In July 2009, Henry Louis Gates Jr., director of the W.E.B. Dubois Institute of African-American Research at Harvard University, was mistaken for an intruder and arrested for attempting to enter his own home. The incident made headlines, and clearly demonstrated that people of color receive little consideration or compassion if they are ever unfortunate enough to find themselves on the wrong side of law enforcement or the justice system. Because of this race-based antagonism, and its often deadly consequences, the next hurdle in African-American civil liberties must be the fight for judicial affirmative action.
The recent rashes of mysterious murder and mutilation of young black males like Florida’s Trayvon Martin and Georgia’s Kendrick Johnson and now the fatal shooting of Renisha McBride in Michigan are indicators that the concept of American colorblind judicial justice is a fallacy.
The lack of enthusiasm exhibited for locating and prosecuting the perpetrators responsible for the deaths of these African-Americans has been the response to Black people seeking justice since the beginning of this country’s existence. America’s inability to appropriately identify hate crimes committed against people of color should no longer be tolerated in “post-racial” 2013.
The Casual Killing Act of Virginia was a doctrine adopted in 1669 by the entire country as a means of protecting a white man against the threat of suffering consequences for the murder of any person of color. In the event a slave died in the process of a master’s punishment, the law prevented the murderer to be charged as such. This mentality lead to careless acts of violence against Black people. Mississippi was the last state in America to physically remove such protection from their books in 1985, according to Post Traumatic Slave Syndrome: America’s Legacy of Enduring Injury and Healing by Dr. Joy Degruy.
Some people of color have been convinced the civil rights fight for African-Americans is over because of the strides made when we “successfully” integrated the public education system and implemented affirmative action to make quality employment more attainable for minorities. Yet despite these victories, the Black community still experiences a higher rate of incarceration and harsher sentences than any other race.
If George Zimmerman can shoot and kill Trayvon Martin and serve no time in jail because of Florida’s Stand Your Ground law, surely Marissa Alexander of Jacksonville, the Black woman who fired a harmless warning shot to defend herself against her abusive husband, can avoid the 20-year sentence handed down to her.
In The Soul of Black Folks by W.E.B. Dubois described the creation of the police force as a means to keep control of the newly freed people after emancipation. The 13th Amendment abolished slavery and involuntary servitude, except as punishment for a crime.
“[The] police system was arranged to deal with ‘blacks alone,’” DuBois wrote, illustrating how this produced a double system of justice using the courts as a means of re-enslaving blacks.
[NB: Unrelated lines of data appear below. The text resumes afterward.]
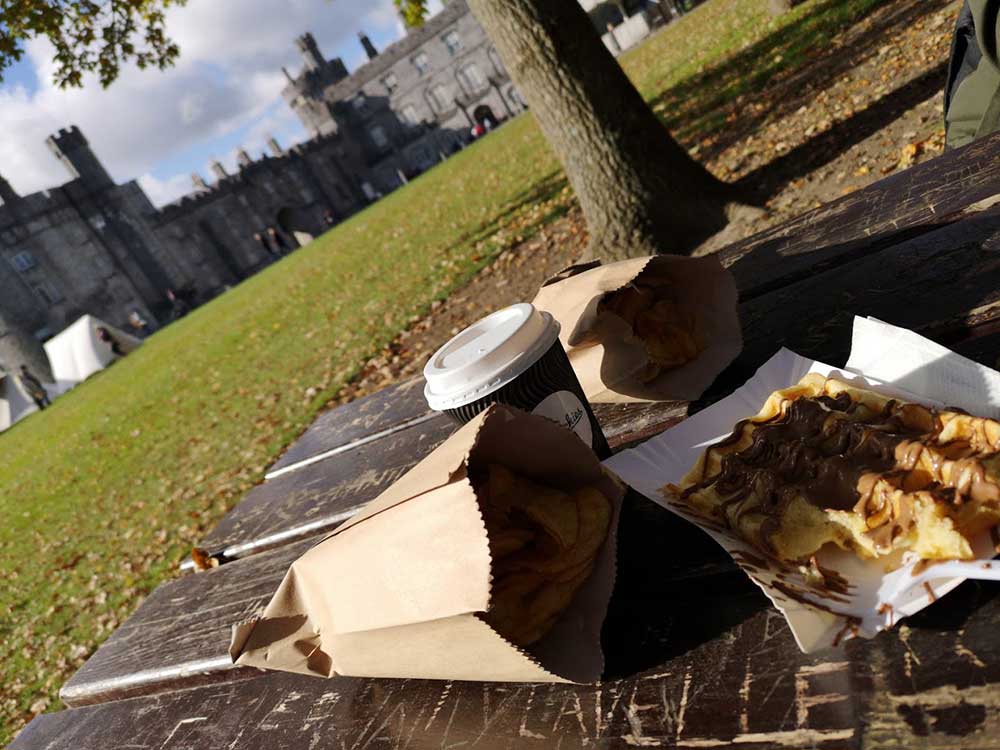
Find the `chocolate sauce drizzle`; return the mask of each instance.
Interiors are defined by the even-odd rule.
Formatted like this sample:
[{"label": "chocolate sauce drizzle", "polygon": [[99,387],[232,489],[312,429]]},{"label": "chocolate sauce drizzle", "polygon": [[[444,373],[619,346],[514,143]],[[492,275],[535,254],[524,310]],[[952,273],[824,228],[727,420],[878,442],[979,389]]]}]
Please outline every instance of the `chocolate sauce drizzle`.
[{"label": "chocolate sauce drizzle", "polygon": [[[705,476],[706,460],[701,480],[681,497],[714,486],[723,498],[721,518],[731,527],[738,527],[747,513],[762,514],[761,539],[755,541],[765,549],[796,497],[822,509],[862,514],[880,549],[891,548],[893,540],[915,523],[912,495],[903,495],[909,497],[906,502],[892,503],[889,494],[895,490],[928,492],[955,505],[970,495],[1000,497],[1000,489],[986,480],[976,460],[982,457],[979,451],[966,441],[936,443],[942,420],[924,406],[891,400],[876,414],[847,393],[800,397],[784,402],[771,419],[740,421],[710,450],[739,444],[750,425],[750,444],[723,455],[721,470],[714,476]],[[931,475],[914,471],[928,450]],[[953,472],[959,477],[955,486],[936,481],[945,461],[964,462]]]}]

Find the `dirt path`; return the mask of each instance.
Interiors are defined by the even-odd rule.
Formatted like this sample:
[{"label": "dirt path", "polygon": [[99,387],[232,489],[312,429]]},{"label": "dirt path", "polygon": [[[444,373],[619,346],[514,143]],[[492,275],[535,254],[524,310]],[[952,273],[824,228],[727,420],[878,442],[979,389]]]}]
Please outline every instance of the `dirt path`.
[{"label": "dirt path", "polygon": [[[960,4],[952,0],[888,2],[807,65],[731,108],[734,123],[690,145],[720,177],[764,190],[763,215],[732,227],[731,242],[940,154],[943,87]],[[822,89],[826,66],[845,71]],[[845,64],[846,63],[846,64]],[[761,110],[766,110],[761,116]],[[741,115],[754,127],[739,131]],[[773,113],[774,116],[768,116]],[[541,283],[584,251],[579,210],[503,253],[466,287],[436,306],[368,362],[335,403],[350,401],[418,374],[430,354],[484,315],[530,301]],[[719,249],[709,242],[702,252]],[[332,405],[332,404],[331,404]]]}]

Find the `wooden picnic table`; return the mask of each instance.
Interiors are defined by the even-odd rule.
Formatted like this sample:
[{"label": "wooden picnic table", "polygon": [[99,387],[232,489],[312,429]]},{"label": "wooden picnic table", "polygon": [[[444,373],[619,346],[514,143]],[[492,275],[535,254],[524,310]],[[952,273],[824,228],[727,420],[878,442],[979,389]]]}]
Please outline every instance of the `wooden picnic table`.
[{"label": "wooden picnic table", "polygon": [[[780,346],[842,364],[853,315],[997,366],[1000,135],[721,254],[746,345],[697,403],[599,406],[613,448],[730,392]],[[409,381],[322,415],[12,748],[1000,748],[1000,586],[967,582],[871,640],[804,655],[708,537],[634,493],[597,685],[334,678],[233,668],[230,626],[289,563],[454,429]]]}]

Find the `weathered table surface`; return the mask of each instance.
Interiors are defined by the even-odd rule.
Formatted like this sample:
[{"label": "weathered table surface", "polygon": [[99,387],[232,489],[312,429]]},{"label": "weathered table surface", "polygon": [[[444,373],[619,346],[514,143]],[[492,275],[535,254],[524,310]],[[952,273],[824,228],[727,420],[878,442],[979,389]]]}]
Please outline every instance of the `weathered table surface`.
[{"label": "weathered table surface", "polygon": [[[697,404],[602,409],[612,442],[683,418],[781,345],[840,364],[855,313],[995,366],[998,155],[1000,135],[724,251],[742,294],[743,355]],[[229,626],[269,598],[316,534],[450,433],[419,392],[411,381],[324,415],[276,464],[286,471],[205,540],[243,559],[158,588],[65,686],[83,707],[36,718],[13,747],[1000,747],[1000,587],[966,583],[893,631],[804,656],[707,537],[633,495],[599,685],[231,668]]]}]

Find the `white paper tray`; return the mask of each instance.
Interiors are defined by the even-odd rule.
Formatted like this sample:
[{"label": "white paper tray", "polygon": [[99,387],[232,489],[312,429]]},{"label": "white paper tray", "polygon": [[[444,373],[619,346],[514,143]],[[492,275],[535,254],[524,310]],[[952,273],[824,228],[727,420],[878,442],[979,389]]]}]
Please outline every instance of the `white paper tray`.
[{"label": "white paper tray", "polygon": [[[732,395],[637,448],[613,456],[605,465],[726,549],[785,615],[796,643],[805,652],[854,636],[870,638],[944,596],[966,578],[1000,580],[1000,563],[991,562],[995,549],[989,534],[976,540],[976,561],[939,563],[922,572],[917,569],[916,575],[916,559],[862,560],[827,545],[817,555],[820,565],[846,582],[843,593],[831,592],[810,586],[794,568],[765,560],[756,548],[728,529],[661,492],[665,485],[680,482],[705,448],[729,435],[737,421],[757,414],[772,392],[811,372],[928,406],[959,406],[980,416],[1000,417],[1000,373],[912,331],[855,318],[851,357],[844,369],[782,349]],[[895,569],[887,572],[887,568]]]}]

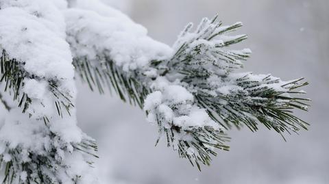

African-Americans are scrutinized under laws to be classified as criminals, thus returning them to their original purpose in this country: To be used as source of free or very cheap labor.
In Michelle Alexander’s “The New Jim Crow: Mass Incarceration in the Age of Colorblindness,” she explains how racism plays a role in creating policies aimed at keeping people of color in the criminal class.
["Civil] Rights protests were frequently depicted as criminal rather than political in nature. Proponents of racial hierarchy found they could install a new racial caste system without violating the law or the new limits of acceptable political discourse by demanding ‘law and order,” she wrote.
“The Condemnation of Blackness: Race, Crimes, and Making of Modern Urban America” by K.G. Muhammed, explains that Black people have also been denied essential materials to combat criminality in their communities.
He wrote: “White social workers and white philanthropists failed to invest sufficient material resources into the uplift of African-American urbanites, advising these communities to ‘work out their own salvation’ before others could help them starting in 1890.”
Obtaining equality and civil liberties have never been easy to achieve in America for people of color. But to realize our true goal of a post-racial society, we must challenge and change judicial policies that deprive African-American citizens of fair jail sentencing, incarceration and financial penalties.
Yes, we can go into any store, drink from any water fountain and use public restrooms, but we still cannot expect to be treated equally in the courts. We cannot live comfortably in these United” States of America until we secure judicial affirmative action.
Judicial Affirmative Action is a set of guidelines set to ensure jail sentences would not be distributed according to race. All criminals, regardless of race,should get the same amount of time for commuting the same crime. If a white drug dealer is caught with methamphetamine, they should be forced to serve the same amount of time as a black male who was caught with a minimal amount of marijuana. Under JAA, people would read over the facts of the case and not be allowed to know the race of perpetrators. The jury will represent the defendant in race and ideology.
Judicial Affirmative Action will either help keep blacks jail sentences down or white jail sentences up.